REPUBLIKA.CO.ID, YOGYAKARTA -- Baru-baru ini terdapat wacana bahwa demokrasi di Indonesia mengkhawatirkan, terutama perihal kebebasan berpendapat (kritik) terhadap kebijakan pemerintah. Politisi NasDem, Subardi merespons, tidak ada yang salah dengan penyampaian kritik sepanjang relevan dengan semangat berdemokrasi.
"Tidak ada yang salah dengan kritik. Anggapan bahwa mengkritik pemerintah langsung berurusan dengan polisi itu salah besar. Banyak pakar, pengamat, praktisi, aktivis dan masyarakat yang leluasa megkritik pemerintah tanpa berurusan dengan aparat," kata Anggota Komisi VI DPR itu di Sleman, DIY, Ahad (14/2).
Meskipun demikian, menurut wakil rakyat dari Dapil Yogyakarta itu, masyarakat perlu membedakan antara kritik dengan caci maki, hoaks, ujaran kebencian, maupun fitnah. Kategori itu memang dilarang oleh hukum karena efeknya membahayakan bagi persatuan.
"Bedakan antara kritik dengan caci maki, hoaks, ujaran kebencian maupun fitnah. Itu memang dilarang. Bukan hanya ke pemerintah, ke pihak manapun dilarang. Siapapun pemerintahnya, undang-undang kita sudah membatasi itu karena efeknya membahayakan bagi persatuan," jelas Subardi.

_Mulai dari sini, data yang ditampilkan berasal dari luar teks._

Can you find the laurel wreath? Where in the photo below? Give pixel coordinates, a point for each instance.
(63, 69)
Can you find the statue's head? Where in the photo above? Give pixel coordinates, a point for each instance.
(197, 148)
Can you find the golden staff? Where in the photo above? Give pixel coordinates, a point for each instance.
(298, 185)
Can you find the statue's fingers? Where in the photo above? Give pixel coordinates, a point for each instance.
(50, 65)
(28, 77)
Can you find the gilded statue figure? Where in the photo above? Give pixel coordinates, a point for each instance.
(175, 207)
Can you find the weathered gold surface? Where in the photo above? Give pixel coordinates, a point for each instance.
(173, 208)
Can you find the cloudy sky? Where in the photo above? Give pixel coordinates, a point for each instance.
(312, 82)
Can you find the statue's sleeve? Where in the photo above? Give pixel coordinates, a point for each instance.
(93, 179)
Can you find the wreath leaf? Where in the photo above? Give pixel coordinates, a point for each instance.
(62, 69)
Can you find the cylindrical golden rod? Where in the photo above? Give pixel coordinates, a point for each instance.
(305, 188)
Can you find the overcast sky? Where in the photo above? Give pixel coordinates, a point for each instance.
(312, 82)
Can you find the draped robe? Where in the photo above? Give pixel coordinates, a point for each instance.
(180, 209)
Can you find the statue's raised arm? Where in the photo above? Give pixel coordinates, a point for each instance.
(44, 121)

Saat ini banyak pihak menyoroti indeks demokrasi Indonesia yang menurun berdasarkan survei The Economist Intelligence Unit (EIU). Dalam Indeks Demokrasi 2020, Indonesia menempati peringkat 64 dari 167 negara di dunia dengan skor 6,48.
Ketua DPW NasDem DIY itu menyinggung kekhawatiran masyarakat bahwa kebebasan berpendapat kian sulit di periode kedua pemerintahan Jokowi. Menurutnya, anggapan ini tidak benar. Masyarakat dibebaskan mengkritik, tanpa harus berpikir menyertakan solusinya.
"Kritik tidak harus mengandung solusi. Kritik bisa saja untuk mengevaluasi atau mengandung peringatan bahwa ada yang salah dengan kebijakan pemerintah. Itu sah-sah saja, tidak perlu diframing berlebihan. Bagaimanapun pemerintah adalah penguasa yang perlu dikontrol," katanya.